Gangliosides, which are composed of a ceramide attached to one or more sugars (hexoses) and contain sialic acid (N-acetylneuraminic acid) linked to an oligosaccharide core, are important components of the peripheral nerves. Four gangliosides — GM1, GD1a, GT1a, and GQ1b — differ with regard to the number and position of their sialic acids, where M, D, T, and Q represent mono-, di-, tri-, and quadri-sialosyl groups (Figure 1). IgG autoantibodies to GM1 and GD1a are associated with acute motor axonal neuropathy and its more extensive and less extensive subtypes, acute motor–sensory axonal neuropathy and acute motor-conduction-block neuropathy, respectively, but not with acute inflammatory demyelinating polyneuropathy.5,34,35 Motor and sensory nerves express similar quantities of GM1 and GD1a, but their expression within various tissues may differ.45 This could explain the preferential motor-axon injury seen in acute motor axonal neuropathy.
IgG autoantibodies to GQ1b, which cross-react with GT1a, are strongly associated with the Miller Fisher syndrome, its incomplete forms (acute ophthalmoparesis and acute ataxic neuropathy), and its central nervous system variant, Bickerstaff's brain-stem encephalitis, which includes acute ophthalmoplegia, ataxia, and impaired consciousness after an infectious episode.6,7,46 Patients with pharyngeal–cervical–brachial weakness are more likely to have IgG anti-GT1a antibodies, which may cross-react with GQ1b; they are also less likely to have IgG anti-GD1a antibodies, which suggests a link to the axonal Guillain–Barré syndrome.37
The localization of these target ganglioside antigens has been associated with distinct clinical patterns of ophthalmoplegia, ataxia, and bulbar palsy.
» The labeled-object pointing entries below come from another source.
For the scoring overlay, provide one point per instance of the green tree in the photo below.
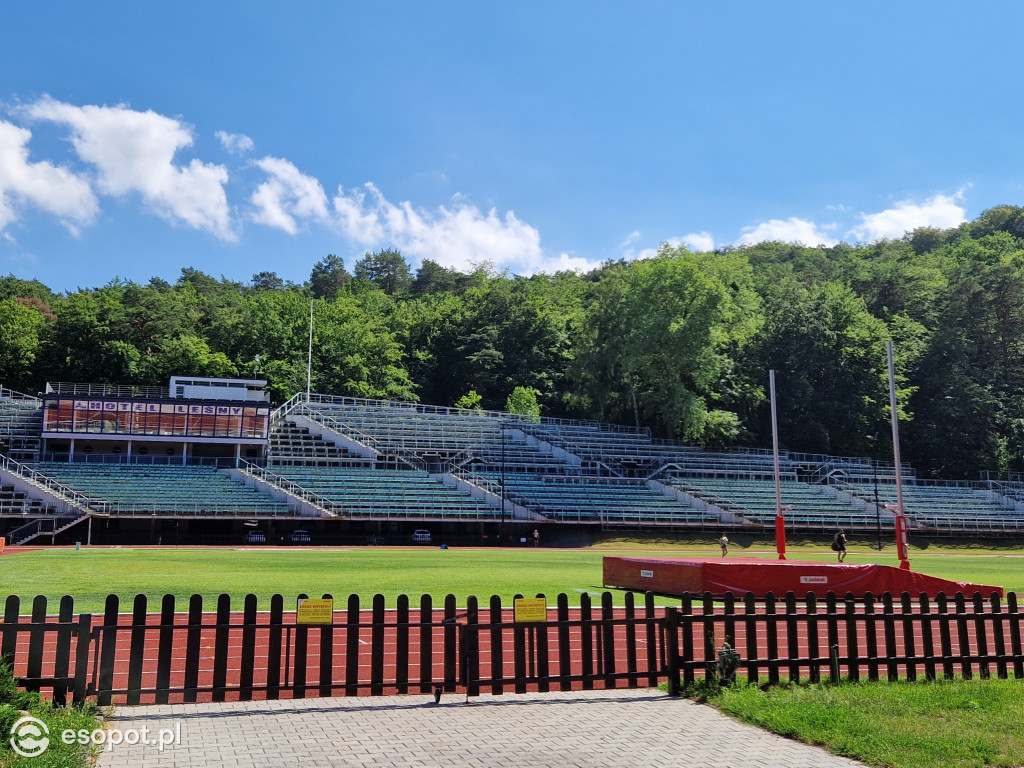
(387, 269)
(329, 278)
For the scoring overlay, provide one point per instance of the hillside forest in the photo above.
(681, 343)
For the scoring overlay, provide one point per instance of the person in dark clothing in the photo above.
(839, 545)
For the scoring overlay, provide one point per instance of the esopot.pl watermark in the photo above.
(30, 736)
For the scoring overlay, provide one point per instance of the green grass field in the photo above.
(90, 574)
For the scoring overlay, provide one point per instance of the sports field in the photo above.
(90, 574)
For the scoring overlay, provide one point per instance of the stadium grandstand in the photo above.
(211, 461)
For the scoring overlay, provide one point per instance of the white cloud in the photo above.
(288, 195)
(134, 152)
(792, 229)
(44, 185)
(237, 143)
(700, 242)
(940, 211)
(455, 236)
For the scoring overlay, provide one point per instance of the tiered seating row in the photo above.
(948, 507)
(812, 506)
(378, 494)
(165, 489)
(593, 499)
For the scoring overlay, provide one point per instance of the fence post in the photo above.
(377, 647)
(12, 610)
(82, 658)
(793, 646)
(352, 615)
(631, 641)
(871, 630)
(649, 614)
(586, 643)
(963, 638)
(136, 651)
(497, 636)
(1015, 635)
(543, 660)
(248, 648)
(194, 639)
(401, 644)
(220, 644)
(61, 659)
(470, 648)
(927, 640)
(852, 641)
(165, 649)
(685, 624)
(451, 644)
(812, 637)
(771, 631)
(37, 639)
(426, 643)
(942, 604)
(274, 632)
(108, 650)
(751, 629)
(671, 647)
(998, 636)
(909, 649)
(981, 636)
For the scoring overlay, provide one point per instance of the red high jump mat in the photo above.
(740, 576)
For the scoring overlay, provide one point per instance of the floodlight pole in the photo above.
(501, 529)
(779, 519)
(900, 517)
(309, 359)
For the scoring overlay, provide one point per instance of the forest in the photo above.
(681, 343)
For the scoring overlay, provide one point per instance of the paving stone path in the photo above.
(592, 729)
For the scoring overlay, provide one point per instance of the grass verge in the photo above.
(964, 723)
(16, 704)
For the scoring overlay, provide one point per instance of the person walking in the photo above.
(839, 545)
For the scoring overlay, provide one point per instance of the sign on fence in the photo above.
(530, 609)
(309, 610)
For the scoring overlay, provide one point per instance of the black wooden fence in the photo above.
(184, 653)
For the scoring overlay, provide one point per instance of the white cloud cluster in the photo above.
(124, 152)
(288, 195)
(237, 143)
(940, 211)
(54, 189)
(792, 229)
(133, 152)
(453, 236)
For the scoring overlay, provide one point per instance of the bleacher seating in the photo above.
(947, 507)
(382, 494)
(165, 489)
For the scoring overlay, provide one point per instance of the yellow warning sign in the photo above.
(530, 609)
(309, 610)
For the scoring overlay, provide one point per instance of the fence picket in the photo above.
(165, 649)
(136, 652)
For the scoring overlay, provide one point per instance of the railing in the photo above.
(10, 394)
(70, 499)
(107, 390)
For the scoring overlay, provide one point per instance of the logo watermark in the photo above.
(31, 737)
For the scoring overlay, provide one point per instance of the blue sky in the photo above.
(238, 137)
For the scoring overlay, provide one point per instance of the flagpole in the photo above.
(779, 519)
(900, 518)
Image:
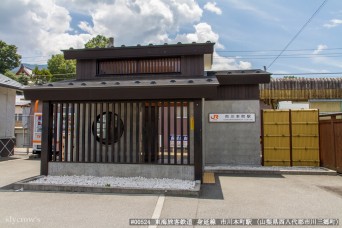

GQ1b is strongly expressed in the oculomotor, trochlear, and abducens nerves, as well as muscle spindles in the limbs.46,47 The glossopharyngeal and vagus nerves strongly express GT1a and GQ1b, possibly accounting for dysphagia.48
In some situations, antibodies against complexes consisting of two different gangliosides, rather than antibodies against a single ganglioside, develop in patients with the Guillain–Barré syndrome, suggesting specific recognition of a new conformational epitope formed by these glycolipids (see the Supplementary Appendix).49
Some evidence supports the presence of molecular mimicry between gangliosides and antecedent infectious agents in patients with the Guillain–Barré syndrome and those with the Miller Fisher syndrome. Lipooligosaccharide is a major component of the outer membrane of C. jejuni. Studies have shown that bacterial isolates from patients with the Guillain–Barré syndrome bear GM1-like or GD1a-like lipooligosaccharide, and those from patients with the Miller Fisher syndrome have lipooligosaccharides mimicking GQ1b (Fig. 2 in the Supplementary Appendix).40,50 In another study, an H. influenzae isolate from a patient with the Miller Fisher syndrome also carried a GQ1b-mimicking lipooligosaccharide.51
Experimental autoimmune neuritis, which can be induced by immunization with peripheral-nerve proteins or transferred to animals by T cells sensitized to these proteins, resembles the demyelinating Guillain–Barré syndrome clinically and pathologically.52 However, evidence in support of the concept that such autoreactive T-cell or autoantibody responses occur in a sizable proportion of patients is lacking, suggesting that experimental autoimmune neuritis is not a valid model of the Guillain–Barré syndrome.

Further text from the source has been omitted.